Word has leaked early Tuesday that the personal data of an estimated 18 million current, former and prospective federal employees was stolen by attackers in a cyber breach at the Office of Personnel Management, far more than currently disclosed by the Obama administration.
Specifically, it is four times worse than the 4.2 million records the agency has publicly acknowledged.
The 18 million number is even expected to grow, according to anonymous U.S. officials aware of the investigation.
Despite no disclosure to American taxpayers about the extent of the mishandling of employee records, FBI Director James Comey has nonetheless been using the 18 million estimate in a closed-door briefings to Senators in recent weeks.
That assessment is apparently based off of the OPM's own internal data, according to U.S. officials.
Yet the agency, and the Obama administration, refuses to level with the public, and potential victims, about the extent of the security lapses.
It is now understood that those affected include people who applied for government jobs, but never actually ended up being employed by the government.
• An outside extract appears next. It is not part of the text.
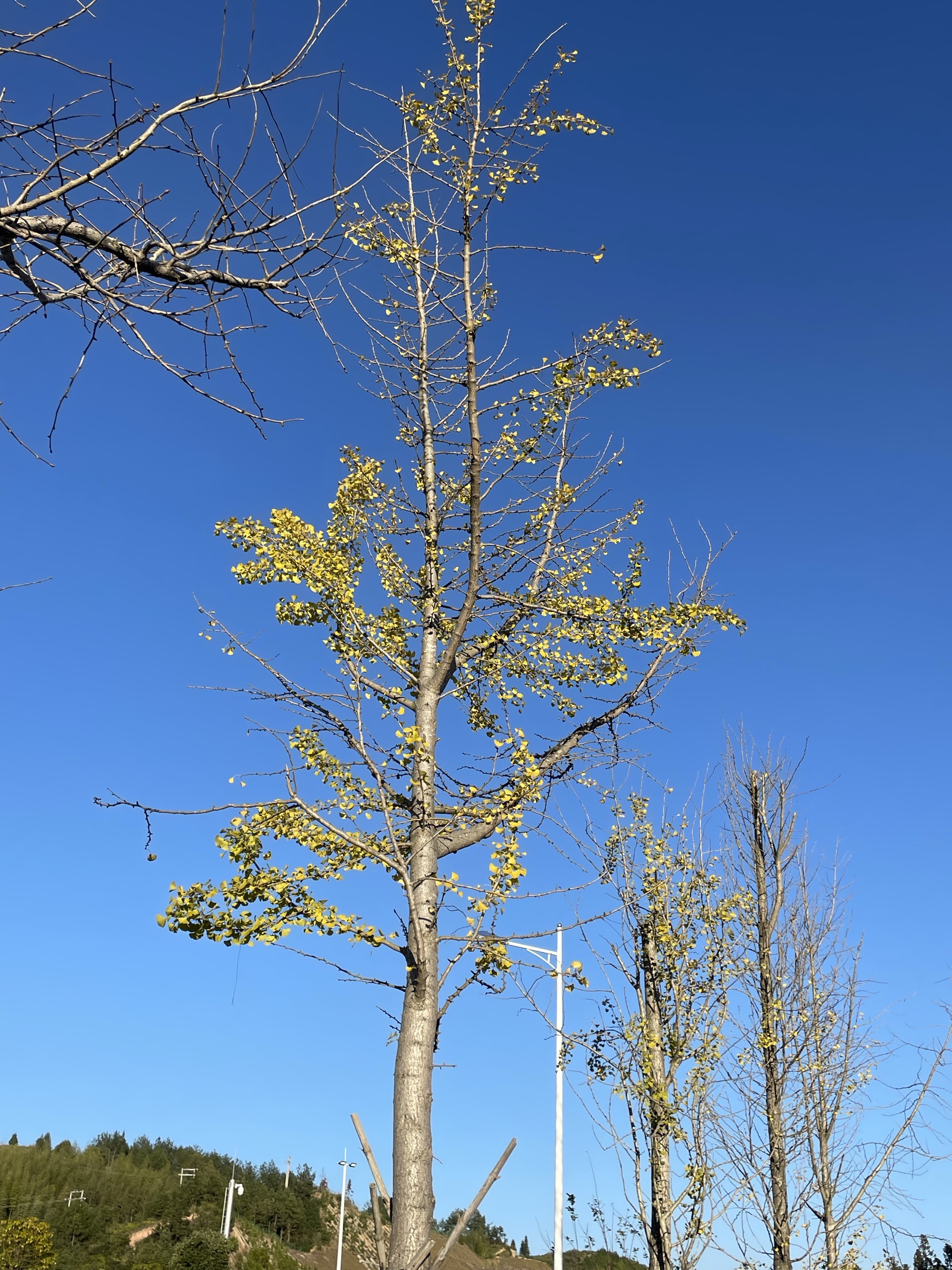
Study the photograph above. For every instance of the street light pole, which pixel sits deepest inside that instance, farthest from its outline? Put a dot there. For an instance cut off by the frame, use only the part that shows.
(344, 1165)
(554, 961)
(232, 1192)
(560, 1076)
The same hackers, who have been confirmed to be agents of the Chinese government, responsible for the breach of OPM's data are believed to have last year compromised an OPM contractor, KeyPoint Government Solutions, according to U.S. officials.
When the OPM intrustion was discovered in April, investigators identified KeyPoint security credentials that were used to breach the OPM records system.
It remains unclear as to why, after the intrusion last year, OPM officials did not block all access from KeyPoint, as doing so could have prevented more serious damage.
According to OPM officials, of course speaking anonymously, they don't believe such a move would have made a difference because the OPM breach is believed to have pre-dated the KeyPoint breach.
According to one official, the Chinese hackers had the "keys to the kingdom" for many years.
U.S. investigators have called the attack the largest data breach of the federal government in history but aside from that have refused to level with the public about just how serious the attack is and when investigators first knew about the breach.